Whatever it is that one does in preparing a Federal or Postal Disability Retirement Application under FERS or CSRS, the “What to Do” list must always include what NOT to do.  Whatever it is that one does, one should do nothing that is going to negatively impact one’s application or case.  And, above all, remember that the person who “assumes” that the Federal Disability Retirement application will be approved at the first stage, and prepares such a packet, is often the person who regrets having said “this or that”, or wishes that “x, y or z” had not been included.  This is especially true when it gets denied the first time, and then the second time, and it is now being reviewed by an Administrative Judge.  On the other hand, I have found that there are few, if any, issues which are not ultimately “correctable” or able to be “explained away”.

Sincerely,

Robert R. McGill, Esquire

CSRS & FERS Disability Retirement: The Law

Technically, the law does not have to be applied at the administrative, agency-level of the Office of Personnel Management.  Let me clarify:  one likes to always think that when an applicant for Federal Disability Retirement under FERS or CSRS is filing for the benefit, that the agency which oversees the application will review it with an overarching umbrella of criteria which is governed by an objective foundation deemed as “the law”.  Thus, in a perfect world, one might imagine an efficient line of technocrats sitting in cubicles, all with a reference book containing the relevant laws governing the eligiblity criteria for Federal Disability Retirement.  But that would be in a perfect world; and since such a perfect world fails to exist, what we have is an arbitrary sprinkling of various personnel, who collectively comprise the Office of Personnel Management, some of whom apply the law well, and some of whom apply the law less than competently. 

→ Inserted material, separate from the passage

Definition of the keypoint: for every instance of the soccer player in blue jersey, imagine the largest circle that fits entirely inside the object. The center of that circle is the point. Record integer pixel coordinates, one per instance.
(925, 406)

To some extent, the arbitrary methodology applied at the agency level is counter-balanced with the threat of a review by an Administrative Judge at the Merit Systems Protection Board, followed by a Full Review at the MSPB, then to be further appealed to at the Federal Circuit Court level; but it is nevertheless sometimes disconcerting that, at the Agency level, this peculiar animal called “the law” is not uniformly applied in all cases, at all times.  And sometimes rarely.